Das Philharmonische Orchester Freiburg spielt die oft atonalen, atmosphärisch-zittern-den Klangteppiche Peter Eötvös‘ drängend aber prägnant, untermalt von elektronisch realisierten Großstadtsounds durch das SWR Experimentalstudio. Von der Großstadt selbst sieht man aber nicht viel. Vor allem sind es karge graue Innenräume, die aber nur selten abgegrenzt sind und von realen bis irrealen Figuren besetzt werden. Alle sitzen aufeinander, bedingen ihr Unheil, dringen aber nicht zueinander durch. Bezeichnend, dass der große Kulissenwechsel nach der Pause eine arktische Eisfläche als Himmelslandschaft präsentiert. Jenseitige Hoffnung weicht absoluter Leere.

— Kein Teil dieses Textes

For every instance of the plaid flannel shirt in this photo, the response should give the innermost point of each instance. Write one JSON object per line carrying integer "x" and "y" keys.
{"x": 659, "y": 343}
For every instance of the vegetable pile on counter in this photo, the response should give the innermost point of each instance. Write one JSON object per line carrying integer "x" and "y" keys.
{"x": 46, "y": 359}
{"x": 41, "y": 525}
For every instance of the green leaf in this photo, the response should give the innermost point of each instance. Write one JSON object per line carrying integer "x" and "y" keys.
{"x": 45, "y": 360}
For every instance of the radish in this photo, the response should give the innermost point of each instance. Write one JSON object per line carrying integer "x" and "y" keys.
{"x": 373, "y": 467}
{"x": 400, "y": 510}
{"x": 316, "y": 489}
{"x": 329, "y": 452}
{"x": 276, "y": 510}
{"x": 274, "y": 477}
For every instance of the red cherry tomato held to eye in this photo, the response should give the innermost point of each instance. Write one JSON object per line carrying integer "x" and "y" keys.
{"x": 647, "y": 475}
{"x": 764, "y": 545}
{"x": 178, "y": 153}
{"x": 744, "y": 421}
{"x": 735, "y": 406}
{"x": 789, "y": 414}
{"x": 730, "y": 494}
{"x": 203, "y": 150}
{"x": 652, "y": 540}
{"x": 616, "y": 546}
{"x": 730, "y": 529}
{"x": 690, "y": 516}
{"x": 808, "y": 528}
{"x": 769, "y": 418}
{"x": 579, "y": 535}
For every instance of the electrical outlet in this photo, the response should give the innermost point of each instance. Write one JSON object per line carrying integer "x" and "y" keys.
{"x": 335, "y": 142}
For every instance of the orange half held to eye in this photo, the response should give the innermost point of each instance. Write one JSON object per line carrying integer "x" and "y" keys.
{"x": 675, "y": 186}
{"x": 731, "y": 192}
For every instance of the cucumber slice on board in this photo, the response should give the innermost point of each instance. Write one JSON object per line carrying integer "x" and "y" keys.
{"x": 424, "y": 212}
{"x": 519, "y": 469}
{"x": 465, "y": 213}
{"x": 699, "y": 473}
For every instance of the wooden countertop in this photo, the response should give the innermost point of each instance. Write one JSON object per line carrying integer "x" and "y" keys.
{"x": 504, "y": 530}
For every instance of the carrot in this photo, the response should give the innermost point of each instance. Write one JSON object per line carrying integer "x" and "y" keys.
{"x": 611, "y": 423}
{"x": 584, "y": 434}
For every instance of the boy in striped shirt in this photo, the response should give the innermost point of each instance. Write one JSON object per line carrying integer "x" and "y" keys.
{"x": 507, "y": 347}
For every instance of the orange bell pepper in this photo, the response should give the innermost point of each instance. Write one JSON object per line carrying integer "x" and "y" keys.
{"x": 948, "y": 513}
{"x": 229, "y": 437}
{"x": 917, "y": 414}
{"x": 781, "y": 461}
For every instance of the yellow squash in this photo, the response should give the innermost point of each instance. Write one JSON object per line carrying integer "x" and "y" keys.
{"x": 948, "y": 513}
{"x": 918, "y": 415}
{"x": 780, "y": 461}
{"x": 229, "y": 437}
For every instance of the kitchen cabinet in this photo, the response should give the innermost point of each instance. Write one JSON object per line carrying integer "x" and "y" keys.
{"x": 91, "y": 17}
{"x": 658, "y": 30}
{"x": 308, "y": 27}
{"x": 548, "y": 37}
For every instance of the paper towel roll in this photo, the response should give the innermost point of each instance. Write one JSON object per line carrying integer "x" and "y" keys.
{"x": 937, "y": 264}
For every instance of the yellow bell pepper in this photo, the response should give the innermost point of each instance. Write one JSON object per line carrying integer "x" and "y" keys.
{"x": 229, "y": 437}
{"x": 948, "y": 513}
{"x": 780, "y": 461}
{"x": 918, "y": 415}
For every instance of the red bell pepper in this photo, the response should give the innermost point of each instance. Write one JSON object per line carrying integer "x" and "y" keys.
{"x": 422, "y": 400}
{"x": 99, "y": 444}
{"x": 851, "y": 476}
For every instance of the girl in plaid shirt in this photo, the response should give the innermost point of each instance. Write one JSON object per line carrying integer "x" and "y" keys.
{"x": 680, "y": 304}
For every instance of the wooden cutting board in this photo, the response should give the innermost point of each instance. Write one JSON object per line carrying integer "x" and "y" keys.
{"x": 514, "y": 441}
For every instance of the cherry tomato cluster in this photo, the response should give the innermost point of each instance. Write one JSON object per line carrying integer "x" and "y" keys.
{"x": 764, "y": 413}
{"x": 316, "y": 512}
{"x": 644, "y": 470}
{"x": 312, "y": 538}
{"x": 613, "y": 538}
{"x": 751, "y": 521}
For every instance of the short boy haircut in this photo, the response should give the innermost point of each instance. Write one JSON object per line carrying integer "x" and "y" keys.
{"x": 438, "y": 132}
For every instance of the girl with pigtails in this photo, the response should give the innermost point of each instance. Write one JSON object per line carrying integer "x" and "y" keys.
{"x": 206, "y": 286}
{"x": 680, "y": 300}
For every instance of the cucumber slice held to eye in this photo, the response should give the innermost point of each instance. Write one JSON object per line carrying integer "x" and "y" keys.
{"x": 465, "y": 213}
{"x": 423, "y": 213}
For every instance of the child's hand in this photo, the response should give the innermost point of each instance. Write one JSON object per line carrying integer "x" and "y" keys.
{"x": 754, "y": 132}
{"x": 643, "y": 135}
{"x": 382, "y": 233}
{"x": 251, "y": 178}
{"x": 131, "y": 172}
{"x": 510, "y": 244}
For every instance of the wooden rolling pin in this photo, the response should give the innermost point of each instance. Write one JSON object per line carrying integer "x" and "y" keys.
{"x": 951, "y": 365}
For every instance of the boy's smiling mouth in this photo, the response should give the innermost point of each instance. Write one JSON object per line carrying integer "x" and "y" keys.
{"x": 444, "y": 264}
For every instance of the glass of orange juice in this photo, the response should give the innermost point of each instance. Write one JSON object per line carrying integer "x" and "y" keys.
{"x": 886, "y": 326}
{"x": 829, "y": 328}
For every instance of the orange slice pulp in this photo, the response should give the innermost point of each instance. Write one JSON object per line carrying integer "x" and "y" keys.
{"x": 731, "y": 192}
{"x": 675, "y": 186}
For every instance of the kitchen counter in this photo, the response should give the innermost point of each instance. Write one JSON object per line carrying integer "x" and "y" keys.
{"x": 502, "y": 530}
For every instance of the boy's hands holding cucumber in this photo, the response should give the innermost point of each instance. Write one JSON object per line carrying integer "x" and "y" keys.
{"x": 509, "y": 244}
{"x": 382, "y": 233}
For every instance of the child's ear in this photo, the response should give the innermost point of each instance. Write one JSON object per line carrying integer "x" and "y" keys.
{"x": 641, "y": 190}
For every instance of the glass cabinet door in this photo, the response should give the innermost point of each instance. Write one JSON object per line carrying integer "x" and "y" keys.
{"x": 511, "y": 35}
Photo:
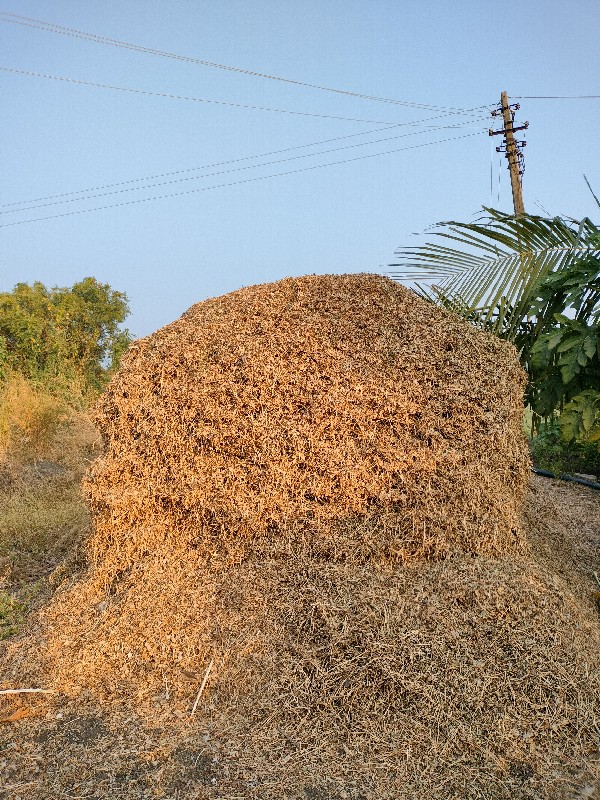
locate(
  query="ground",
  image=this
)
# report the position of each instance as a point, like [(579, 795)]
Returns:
[(53, 748)]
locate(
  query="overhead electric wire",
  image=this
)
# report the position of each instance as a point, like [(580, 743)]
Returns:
[(149, 93), (237, 183), (556, 97), (55, 202), (246, 158), (63, 30)]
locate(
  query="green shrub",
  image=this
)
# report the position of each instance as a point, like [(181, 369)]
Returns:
[(550, 451)]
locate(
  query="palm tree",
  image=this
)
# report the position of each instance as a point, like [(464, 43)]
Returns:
[(532, 280)]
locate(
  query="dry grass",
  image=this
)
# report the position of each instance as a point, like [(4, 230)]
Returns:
[(391, 634), (45, 446)]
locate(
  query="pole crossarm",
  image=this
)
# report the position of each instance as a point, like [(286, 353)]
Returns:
[(512, 148)]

Die Gesangsleistungen vor dieser Kulisse sind konsequent, beachtet man den Bruch mit dem vollendeten Wohlklang klassischer Opern hin zur modernen Verzweiflung des gebrochenen Menschen. Gerade Robin Adams zeigt sich vielseitig. Sein Prior will leben und tut dies flehend, fluchend, spottend. Herausragend auch Carina Schmieger, die am Premierenabend kühn für Susanna Schnell einsprang. Sie beweist sich im Singen der syntaktisch verkanteten Engelssprache, die zwischen Bibel, Nihilismus und erotischer Entäußerung changiert.
Die Konfrontation mit diesen komplexen Textflächen zeigt in der zweiten Hälfte aber auch, wie sich die Oper in ihrer Verkürzung des Theatertexts übernimmt. Ihr großes Finale gerät zur textlich überladenen und handlungstechnisch übereilten Revue. So kommt der Schluss plötzlich und lässt den atmosphärischen Vielklang der ersten Hälfte leider deutlich missen.
Fabian Lutz
Weitere Aufführungen: 7./27. April, 10./18. Mai und 3. Juni im Großen Haus des Theater Freiburg.